Not everything that counts can be counted

Not everything that counts can be counted

Electronic invoicing can save millions. Manual process are inefficient. Errors create unnecessary work. In the 21st century, passing pieces of paper between organizations as a record of a routine business transaction is a modern day anachronism. It’s bizarre and a little embarrassing. So why is your organization doing it?

Purchasing Insight logoThere are lots of reasons. For one, delivering significant business change is like climbing a mountain. It’s not actually something you can do in a day and it’s easy to procrastinate on the difficult things. This is never a good reason not to do anything but it is the main reason nevertheless.

Second, legislation. There is a perception that electronic invoices are not legally allowed in many countries. It is true that diverse interpretation of security requirements in the B2B electronic business world has led to complexity, but in most countries this objection hasn’t been real for some time and with the rules evolving all the time it is becoming less of an issue in most of the major economies of the world.

Thirdly, cost. To use an electronic invoicing network like OB10, Ariba, Basware costs lots of money apparently. So called “free” e-invoicing is developing traction in the market place but the cost objection is short sighted to say the least. Sure there may be a need for cost model to be shaken up a little and for the charges to be distributed more equitably between buyers and sellers, but the fact is that the cost of an electronic invoice is a dollar spent to save ten. It doesn’t cost anything – it saves money.
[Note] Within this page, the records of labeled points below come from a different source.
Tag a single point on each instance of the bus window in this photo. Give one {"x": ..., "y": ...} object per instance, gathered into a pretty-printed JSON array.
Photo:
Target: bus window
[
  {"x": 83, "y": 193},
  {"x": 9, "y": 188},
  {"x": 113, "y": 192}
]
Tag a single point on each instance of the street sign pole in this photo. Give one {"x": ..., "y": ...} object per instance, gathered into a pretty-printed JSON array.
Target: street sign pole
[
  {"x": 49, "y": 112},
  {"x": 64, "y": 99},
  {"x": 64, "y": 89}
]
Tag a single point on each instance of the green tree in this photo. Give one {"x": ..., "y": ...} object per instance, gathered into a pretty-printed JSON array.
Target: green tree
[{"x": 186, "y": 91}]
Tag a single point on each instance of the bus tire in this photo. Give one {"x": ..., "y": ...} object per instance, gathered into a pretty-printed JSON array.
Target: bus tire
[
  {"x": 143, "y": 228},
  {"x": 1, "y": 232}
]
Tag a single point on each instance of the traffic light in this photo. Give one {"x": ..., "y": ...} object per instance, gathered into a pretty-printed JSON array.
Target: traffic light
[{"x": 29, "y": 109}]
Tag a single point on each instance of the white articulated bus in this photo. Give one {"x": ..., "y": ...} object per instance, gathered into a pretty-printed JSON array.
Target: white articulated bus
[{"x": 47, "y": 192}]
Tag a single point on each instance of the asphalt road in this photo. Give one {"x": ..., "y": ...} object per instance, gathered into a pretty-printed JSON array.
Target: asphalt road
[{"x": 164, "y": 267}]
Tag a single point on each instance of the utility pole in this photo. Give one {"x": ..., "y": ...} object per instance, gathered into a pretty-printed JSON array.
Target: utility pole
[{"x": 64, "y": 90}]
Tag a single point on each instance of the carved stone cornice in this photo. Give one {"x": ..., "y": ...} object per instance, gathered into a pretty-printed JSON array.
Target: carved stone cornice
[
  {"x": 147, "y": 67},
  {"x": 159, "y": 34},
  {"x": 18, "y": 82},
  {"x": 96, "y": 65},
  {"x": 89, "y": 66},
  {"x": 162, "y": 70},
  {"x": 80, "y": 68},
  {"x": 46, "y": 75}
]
At the end of the day, these objections are all based on cost on one way or another – but not everything that counts can be counted. Stefan Foryszewski’s recent blog at OB10 illustrates it beautifully.

Paper invoices, like transportation, excessive use of fossil fuels or unnecessary use of non-sustainable resources, is environmentally irresponsible. Sure you have to get your business case across to your board but instead of worrying about how to explain why you need to do it to your CFO, think about how your going to explain to your children why you didn’t.